As he grew weaker he tried to grasp out at strength. Aunt Janet, who had "ruled herself" to nervelessness, had nothing of the mother, the nurse in her make-up; there was no tenderness in what she did for him. It was not that she had any spirit of getting her own back on Andrew for his tyranny, his impoverishment, his ill-usage of her in the past. She would have given him her last crumb of food if she had thought of it. But a thing atrophied as she was could not think or feel, and so he went without the small tendernesses that would have come to him had Rose, the soft little Englishwoman, lived. She sat up with him night after night patiently. She gave him milk, and she and Marcella went without it that he should have enough. She gave him the inevitable porridge and broth, but he turned away from the things he had eaten all his life in disgust.
"Is there any sort of thing I could have to put a little grip into me, doctor?" he asked, and was ordered beef-tea, various patent foods and eggs, all things very difficult to come by on the stern hillside.
"It seems to me, Janet, if I could have some of these foods and drugs they advertise so much I might get some strength to bear it," he said. So she got him half a dozen of the different well-advertised things to try. He had them arrayed on a table by his bed, and took immense pleasure in reminding her or Marcella when it was time for them. The doctor, who guessed that money was scarce, suggested that Aunt Janet should sell some of the old oak furniture, and to her surprise a man from London thought it worth while, from her description, to come all the way to Lashnagar to look at it. She loved it because it enshrined the family story; the scratches on the refectory table showed where heavy-clad feet had been planted as Lashcairns of old had pledged each other in fiery bowls. The heavy oak chairs had each a name and a history, but until the man from London came Aunt Janet had not realized their value. So they went away, taken quietly and stealthily out of the house for fear Andrew should know. In the book-room only a few books were left to keep the dusty pennant a melancholy companionship.
But the patent foods and drugs did no good; they reminded Marcella irresistibly of the soil and water she had laid hopefully round the bursting apple tree. As he lay once, with all the wheels of life running at half rate after a sedative, he said to Marcella, who had been reading to him:
"I feel as if I'm not in my body, Marcella. Oh, Marcella, help me to get a grip on my body! I can't make it do what I'm tellin' it to do! Look!" and he held up one gaunt arm feebly, to let it drop a minute later. "Look! Marcella—once I could break men with my hands!"
She stared at him, choking. There was nothing she could think to say.

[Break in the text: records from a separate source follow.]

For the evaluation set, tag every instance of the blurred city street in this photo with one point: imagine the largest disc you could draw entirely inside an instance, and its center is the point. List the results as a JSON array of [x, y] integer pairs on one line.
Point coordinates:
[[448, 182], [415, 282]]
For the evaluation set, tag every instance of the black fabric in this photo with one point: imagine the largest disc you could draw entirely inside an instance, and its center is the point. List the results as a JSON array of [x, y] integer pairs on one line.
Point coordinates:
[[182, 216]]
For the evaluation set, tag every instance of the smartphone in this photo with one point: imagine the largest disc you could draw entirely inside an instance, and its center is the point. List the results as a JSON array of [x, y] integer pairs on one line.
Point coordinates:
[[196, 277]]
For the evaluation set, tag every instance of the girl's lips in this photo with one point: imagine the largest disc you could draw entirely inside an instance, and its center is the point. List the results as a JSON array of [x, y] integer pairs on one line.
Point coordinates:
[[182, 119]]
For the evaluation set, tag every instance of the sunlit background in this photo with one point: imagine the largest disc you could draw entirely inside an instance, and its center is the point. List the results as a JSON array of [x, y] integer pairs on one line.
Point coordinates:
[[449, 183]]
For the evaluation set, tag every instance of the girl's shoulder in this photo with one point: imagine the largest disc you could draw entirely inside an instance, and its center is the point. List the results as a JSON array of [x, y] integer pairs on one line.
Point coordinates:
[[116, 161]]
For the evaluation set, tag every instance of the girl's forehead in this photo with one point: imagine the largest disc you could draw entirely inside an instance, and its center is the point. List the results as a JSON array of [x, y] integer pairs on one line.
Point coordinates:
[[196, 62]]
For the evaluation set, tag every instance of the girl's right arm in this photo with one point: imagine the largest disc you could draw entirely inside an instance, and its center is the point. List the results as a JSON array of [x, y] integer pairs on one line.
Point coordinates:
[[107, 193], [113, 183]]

In her mother's weakness her lips had overflowed with tendernesses; for her father she could only feel a terrified, inarticulate pity. It was not sympathy. She could not understand enough to sympathize. It was the same sort of hungry, brooding pity she used to feel for the hungry beasts on the farm.

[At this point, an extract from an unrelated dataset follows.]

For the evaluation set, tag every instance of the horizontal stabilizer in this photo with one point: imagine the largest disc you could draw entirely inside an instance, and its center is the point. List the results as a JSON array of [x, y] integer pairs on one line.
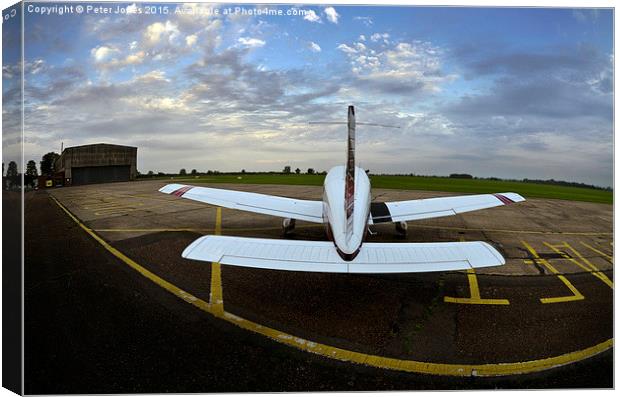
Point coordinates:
[[283, 207], [321, 256], [411, 210]]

"Marcella, do you think if I were to eat a lot of meat I'd be stronger?" he asked hopefully. "Oh, make me stronger!—give me something," and suddenly raising himself in bed, he threw his arms about her and, with his grey head on her shoulder, sobbed desolately. She held him, stroking his head, aching to find words, but utterly dumb with terror. And when, later, they got him the food he craved, he could not eat it. Turning from it in disgust, he prayed:
"There is nothing left, but only Thou, O Lord. No longer art Thou my shield and buckler, for no longer can I fight. Thou hast laid me very low, O Lord. Thou hast made me too weak to fight longer; Thou hast bruised me so that I cannot live save in pain; Thou hast laid me very low."

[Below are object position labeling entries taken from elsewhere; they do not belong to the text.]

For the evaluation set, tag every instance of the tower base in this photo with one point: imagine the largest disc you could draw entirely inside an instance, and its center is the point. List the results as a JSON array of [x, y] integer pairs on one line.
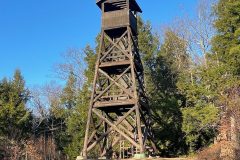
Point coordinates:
[[80, 158], [139, 156]]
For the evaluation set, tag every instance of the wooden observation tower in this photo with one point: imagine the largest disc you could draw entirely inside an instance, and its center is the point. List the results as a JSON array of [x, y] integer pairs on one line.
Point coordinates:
[[118, 121]]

There was a long silence. His eyes, faded from the bright blue-grey that used to flash with fire, were dull and almost colourless as he lay looking at the faded tapestry of the bed canopy.
"When I pray for courage, Lord, Thou givest pain—Thou givest weakness. When I pray for strength Thou givest a great hunger and a sinking into the depths. And then in Thy loving kindness Thou givest Thy body and blood—for my comfort."